Oggi un mio amico presentava il suo libro all'Auditorium di Roma, é un amico di tutta una vita, secondo me scrive benissimo e quindi ve ne consiglio la lettura, il libro è La pazzia di Dio di Luigi De Pascalis. Non vi consiglio invece le presentazioni dei libri in generale, quelle fanno venire l'orticaria. Be' non sempre, di libri Luigi ne ha scritti vari e li ha anche presentati, molto molto bene, con momenti esilaranti, con la tenerezza che lo caratterizza nel parlare dei suoi personaggi, che lo chiamano a scrivere, ognuno al momento opportuno; sa raccontare, senza retorica, come nasce una storia di quelle che racconta. Insomma lui li sa presentare i suoi lavori. Il problema nasce dalla natura stessa della presentazione, è questo un momento altamente commerciale, necessita di visibilità e quindi richiede il vip o semi-vip della moderna cultura che presenzia ed interviene. E qui cominciano le disgrazie. Un momento, non cominci la sempre presente voce dal fondo a dire che sono la solita snob, che volevo quello/a con 6 lauree e 3 dottorati per la presentazione. No, per me poteva esserci anche il Piotta (d'antica memoria) o Biscardi a fare il vip, andava bene, anzi meglio forse, perché il libro non lo avrebbero mai letto prima di venire e magari mi facevano ridere. Un momento che finisco di dire. Mi serve ancora tempo. Per giustificare questa mia affermazione ho bisogno di una breve digressione sul concetto di lettore di libro.

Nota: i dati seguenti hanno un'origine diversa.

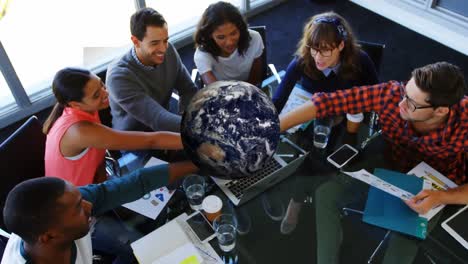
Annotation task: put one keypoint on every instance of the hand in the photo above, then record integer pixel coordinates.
(425, 201)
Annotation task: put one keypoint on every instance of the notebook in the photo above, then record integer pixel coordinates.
(456, 226)
(275, 170)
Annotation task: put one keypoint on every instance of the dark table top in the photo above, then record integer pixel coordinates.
(262, 241)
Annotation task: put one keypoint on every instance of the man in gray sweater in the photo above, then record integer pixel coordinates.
(141, 82)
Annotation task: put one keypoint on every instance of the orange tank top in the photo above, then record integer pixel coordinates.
(82, 170)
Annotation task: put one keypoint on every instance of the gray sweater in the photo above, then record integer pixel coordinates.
(139, 95)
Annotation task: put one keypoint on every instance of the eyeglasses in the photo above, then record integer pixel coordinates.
(324, 52)
(410, 103)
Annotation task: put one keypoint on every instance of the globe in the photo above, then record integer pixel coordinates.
(230, 129)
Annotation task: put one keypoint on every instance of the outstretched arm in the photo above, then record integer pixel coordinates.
(88, 134)
(255, 75)
(112, 193)
(304, 113)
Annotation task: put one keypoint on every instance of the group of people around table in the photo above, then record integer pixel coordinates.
(424, 119)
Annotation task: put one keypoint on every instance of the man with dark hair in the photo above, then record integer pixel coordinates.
(50, 218)
(423, 120)
(141, 82)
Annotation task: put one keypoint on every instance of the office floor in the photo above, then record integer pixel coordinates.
(405, 50)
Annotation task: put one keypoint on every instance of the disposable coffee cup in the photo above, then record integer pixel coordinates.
(212, 205)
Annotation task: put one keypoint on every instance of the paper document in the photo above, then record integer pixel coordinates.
(378, 183)
(151, 204)
(297, 97)
(173, 243)
(437, 182)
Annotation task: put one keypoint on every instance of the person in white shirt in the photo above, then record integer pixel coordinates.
(226, 48)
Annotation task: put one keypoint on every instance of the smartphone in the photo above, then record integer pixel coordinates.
(343, 155)
(201, 226)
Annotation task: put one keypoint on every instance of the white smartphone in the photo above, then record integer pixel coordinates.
(342, 156)
(201, 227)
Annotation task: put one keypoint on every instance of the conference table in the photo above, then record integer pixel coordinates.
(325, 233)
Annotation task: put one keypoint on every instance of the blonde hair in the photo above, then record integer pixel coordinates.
(325, 31)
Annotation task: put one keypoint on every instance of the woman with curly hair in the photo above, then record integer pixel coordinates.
(226, 48)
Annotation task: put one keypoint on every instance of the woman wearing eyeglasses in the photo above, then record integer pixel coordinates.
(328, 58)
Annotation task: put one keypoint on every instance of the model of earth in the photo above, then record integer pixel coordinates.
(230, 129)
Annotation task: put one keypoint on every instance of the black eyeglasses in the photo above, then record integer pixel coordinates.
(410, 103)
(324, 52)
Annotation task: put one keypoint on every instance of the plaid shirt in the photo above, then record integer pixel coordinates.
(444, 148)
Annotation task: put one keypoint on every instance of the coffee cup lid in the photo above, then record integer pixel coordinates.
(212, 204)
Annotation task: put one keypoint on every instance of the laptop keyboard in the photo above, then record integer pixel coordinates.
(238, 186)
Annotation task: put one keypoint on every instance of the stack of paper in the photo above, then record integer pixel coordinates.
(166, 245)
(151, 204)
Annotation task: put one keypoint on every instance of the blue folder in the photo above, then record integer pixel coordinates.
(390, 212)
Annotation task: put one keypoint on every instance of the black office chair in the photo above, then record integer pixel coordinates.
(22, 158)
(375, 52)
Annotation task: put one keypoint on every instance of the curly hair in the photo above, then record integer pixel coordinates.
(325, 31)
(214, 16)
(444, 82)
(143, 18)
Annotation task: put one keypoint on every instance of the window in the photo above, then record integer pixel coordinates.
(181, 19)
(40, 37)
(456, 6)
(55, 33)
(6, 98)
(445, 21)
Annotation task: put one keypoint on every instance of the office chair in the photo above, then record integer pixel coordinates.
(112, 156)
(267, 69)
(375, 52)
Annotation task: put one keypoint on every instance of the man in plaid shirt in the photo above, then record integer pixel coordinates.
(424, 120)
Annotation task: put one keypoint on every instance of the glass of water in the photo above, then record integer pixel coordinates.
(225, 226)
(322, 129)
(194, 187)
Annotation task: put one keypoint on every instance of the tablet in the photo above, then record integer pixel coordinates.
(457, 226)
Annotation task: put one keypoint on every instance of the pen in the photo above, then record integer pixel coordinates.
(369, 139)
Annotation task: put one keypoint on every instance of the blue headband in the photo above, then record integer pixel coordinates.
(334, 21)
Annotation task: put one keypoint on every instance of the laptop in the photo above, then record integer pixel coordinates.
(275, 170)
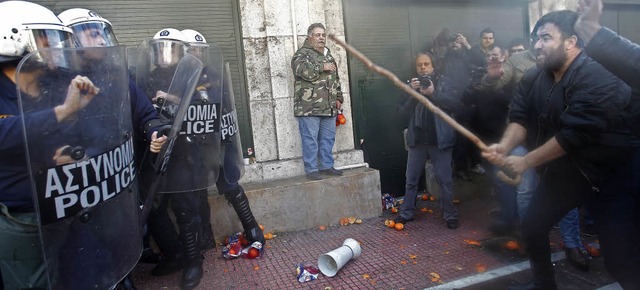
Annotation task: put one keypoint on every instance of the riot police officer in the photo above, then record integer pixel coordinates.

I lettori di libri possono essere di tanti tipi, ci sono quelli innamorati delle parole che se trovano anche un libro di cucina ben scritto se lo bevono dalla prima all'ultima sillaba; quelli innamorati della carta stampata in quanto tale, con relativa venerazione feticista dell'oggetto; quelli superficiali, leggono il risvolto di copertina, il primo e l'ultimo capitolo e stanno bene così, come ci sono quelli che un libro, qualunque esso sia, anche se fa schifo, lo devono finire per forza; quelli che leggono l'introduzione e la postfazione prima di cominciare il testo vero e proprio, quelli che invece le leggono solo dopo, quelli che i libri li leggono solo per prender sonno e quelli innamorati delle storie che vengono narrate che, se la storia li prende, non dormono fino alla fine della medesima. Ovviamente esistono poi tutte le possibili mescolanze di queste categorie (non ho alcuna pretesa di esaustività nella mia lista sia chiaro). Io appartengo in larghissima misura all'ultima categoria, amo le storie che mi si raccontano tra le pagine di un libro, se la storia è pallosa, per quanto ben scritta, raramente arrivo alla fine. Debbo inoltre ammettere che i libri di Luigi hanno per me una caratteristica speciale, li comincio a leggere e sento un profumo di legna di camino o di sera d'estate, ogni volta è come se mi sedessi accanto a lui e mi faccessi raccontare una storia. Me la godo come se sentissi la sua voce narrante che mi porta a spasso tra realtà e fantasia, come se avessi 5 anni e il mondo fosse un luogo di cui non so quasi nulla.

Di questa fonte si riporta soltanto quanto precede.